In a dramatic escalation, minutes after an EU decision to sanction China over abuses of Uyghurs, Beijing on Monday hit back with counter-sanctions on European parliamentarians, research scholars, and institutions for “maliciously spreading lies and disinformation.”

The Chinese Foreign Ministry released a statement saying it was sanctioning 10 individuals and four entities on the EU side.

They include five members of the European Parliament, one Dutch, Belgian, and Lithuanian MP apiece, as well as Adrian Zenz, a German scholar in the Xinjiang region (where the Uyghurs are concentrated), and Swedish National China Centre Director Bjorn Jerden. These individuals and their families are prohibited from entering or doing any business in China, Hong Kong, and Macao.

The EU Council's Political and Security Committee, the EP’s Subcommittee on Human Rights, the Mercator Institute for China Studies, and the Alliance of Democracies Foundation in Denmark led by ex-NATO chief Anders Fogh Rasmussen were threatened with sanctions.

The Chinese reaction came shortly after the EU foreign ministers for the first time agreed to impose restrictive measures against four high-ranking Chinese party officials and a company for abuses and the large-scale arbitrary detentions of Uyghurs in the Xinjiang region.

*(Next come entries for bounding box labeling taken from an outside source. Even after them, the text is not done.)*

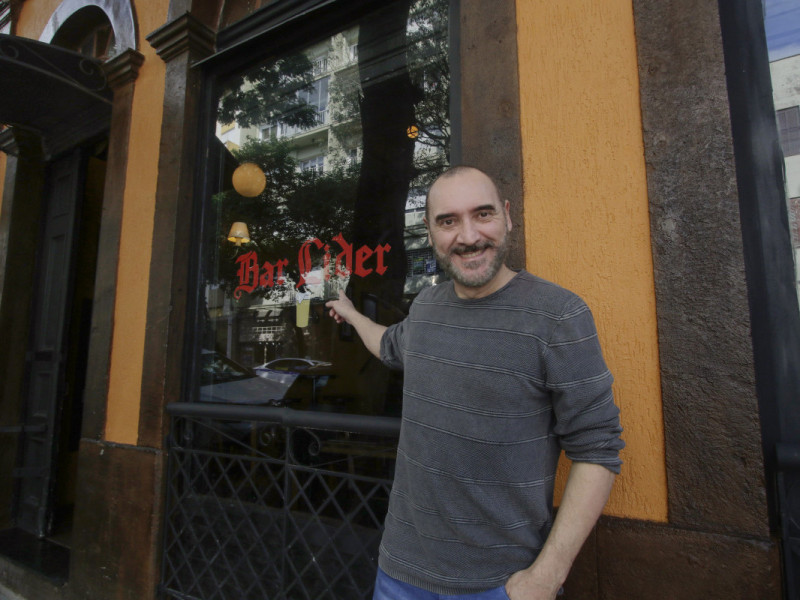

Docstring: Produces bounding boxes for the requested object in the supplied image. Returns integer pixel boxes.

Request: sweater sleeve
[544,297,625,473]
[381,319,407,371]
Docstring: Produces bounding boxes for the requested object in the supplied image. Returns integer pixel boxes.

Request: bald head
[425,165,502,220]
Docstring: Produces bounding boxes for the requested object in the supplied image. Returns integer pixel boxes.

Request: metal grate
[161,404,399,600]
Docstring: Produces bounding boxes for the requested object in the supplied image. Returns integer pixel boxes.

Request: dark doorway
[11,140,107,562]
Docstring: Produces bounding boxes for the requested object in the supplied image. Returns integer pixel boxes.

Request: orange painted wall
[517,0,667,521]
[17,0,168,444]
[106,0,168,444]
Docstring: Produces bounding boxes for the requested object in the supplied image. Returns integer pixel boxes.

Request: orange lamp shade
[232,163,267,198]
[228,221,250,246]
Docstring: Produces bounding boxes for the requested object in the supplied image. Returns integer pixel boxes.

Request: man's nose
[456,219,481,246]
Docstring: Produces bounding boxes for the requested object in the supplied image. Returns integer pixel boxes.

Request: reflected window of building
[777,106,800,156]
[195,0,451,415]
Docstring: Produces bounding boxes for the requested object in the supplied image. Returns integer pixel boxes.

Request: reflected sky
[764,0,800,62]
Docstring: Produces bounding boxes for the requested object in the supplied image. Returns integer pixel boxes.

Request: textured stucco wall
[517,0,667,521]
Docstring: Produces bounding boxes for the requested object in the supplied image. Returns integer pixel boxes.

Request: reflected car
[200,350,291,405]
[253,358,332,388]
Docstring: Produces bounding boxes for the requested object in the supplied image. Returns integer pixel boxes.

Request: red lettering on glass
[233,233,392,300]
[333,233,353,277]
[354,246,373,277]
[296,238,324,287]
[233,251,259,300]
[276,258,289,285]
[375,244,392,275]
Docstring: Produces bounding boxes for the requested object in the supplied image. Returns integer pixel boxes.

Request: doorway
[0,138,107,579]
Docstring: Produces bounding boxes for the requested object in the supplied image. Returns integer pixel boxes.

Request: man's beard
[433,235,508,288]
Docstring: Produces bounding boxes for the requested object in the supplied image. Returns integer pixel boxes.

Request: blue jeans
[372,569,509,600]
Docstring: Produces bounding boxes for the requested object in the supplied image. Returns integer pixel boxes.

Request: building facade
[0,0,800,600]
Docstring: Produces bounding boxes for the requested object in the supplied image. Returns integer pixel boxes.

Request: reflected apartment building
[0,0,800,600]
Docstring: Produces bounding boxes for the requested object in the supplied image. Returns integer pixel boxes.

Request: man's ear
[422,217,433,248]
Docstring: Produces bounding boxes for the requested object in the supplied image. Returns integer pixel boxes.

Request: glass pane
[199,0,450,415]
[764,0,800,304]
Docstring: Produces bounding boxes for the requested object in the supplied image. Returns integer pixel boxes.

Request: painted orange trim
[517,0,667,521]
[105,0,167,444]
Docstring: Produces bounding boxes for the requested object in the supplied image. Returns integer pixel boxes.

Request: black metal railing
[160,403,400,600]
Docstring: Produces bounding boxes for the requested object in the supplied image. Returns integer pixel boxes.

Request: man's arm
[325,290,387,358]
[506,462,615,600]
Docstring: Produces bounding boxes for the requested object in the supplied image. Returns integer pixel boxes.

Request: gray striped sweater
[379,271,624,594]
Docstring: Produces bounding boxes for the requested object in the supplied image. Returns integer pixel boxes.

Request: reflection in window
[777,106,800,156]
[201,0,450,415]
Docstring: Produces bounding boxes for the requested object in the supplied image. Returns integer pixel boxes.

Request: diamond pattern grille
[161,416,396,600]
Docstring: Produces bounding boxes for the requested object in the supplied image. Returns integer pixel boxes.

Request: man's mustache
[450,240,495,255]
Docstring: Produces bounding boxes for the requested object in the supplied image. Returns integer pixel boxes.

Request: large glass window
[196,0,450,415]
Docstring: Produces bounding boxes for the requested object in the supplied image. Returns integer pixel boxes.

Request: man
[327,167,624,600]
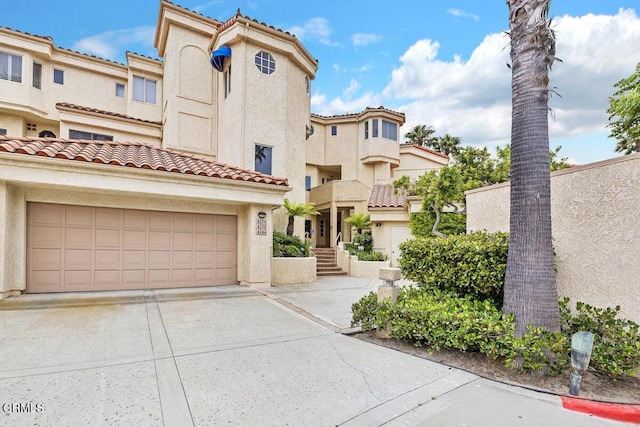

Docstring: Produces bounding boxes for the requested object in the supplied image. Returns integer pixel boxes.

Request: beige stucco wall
[467,154,640,322]
[271,257,317,285]
[0,29,163,138]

Blasting the sanctions as lies and disinformation that severely undermine China-EU relations, the Chinese statement urged the EU to reflect on and redress the “severity of its mistake.” It threatened to further actions if the EU did not stop interfering in its internal affairs, according to AFP.

Beijing called the sanctions on the “so-called human rights issues in Xinjiang” to be based on distorted facts and in breach of international law and norms governing international relations.

The Inter-Parliamentary Alliance on China (IPAC), whose members are party to the sanctions, deplored attempts to intimidate and silence foreign politicians and research scholars, saying it only serves to undermine and discredit the Chinese government’s message.

French MEP Glucksmann, a vocal critic of China and leading campaigner of the Free Uyghurs movement, said the threats of sanctions will not affect his work. “We will continue to fight against your crimes and to break the silences which surround them.”

Up to 1 million people, or about 7% of the Muslim population in Xinjiang, have been incarcerated in an expanding network of "political re-education" camps, according to US officials and UN experts.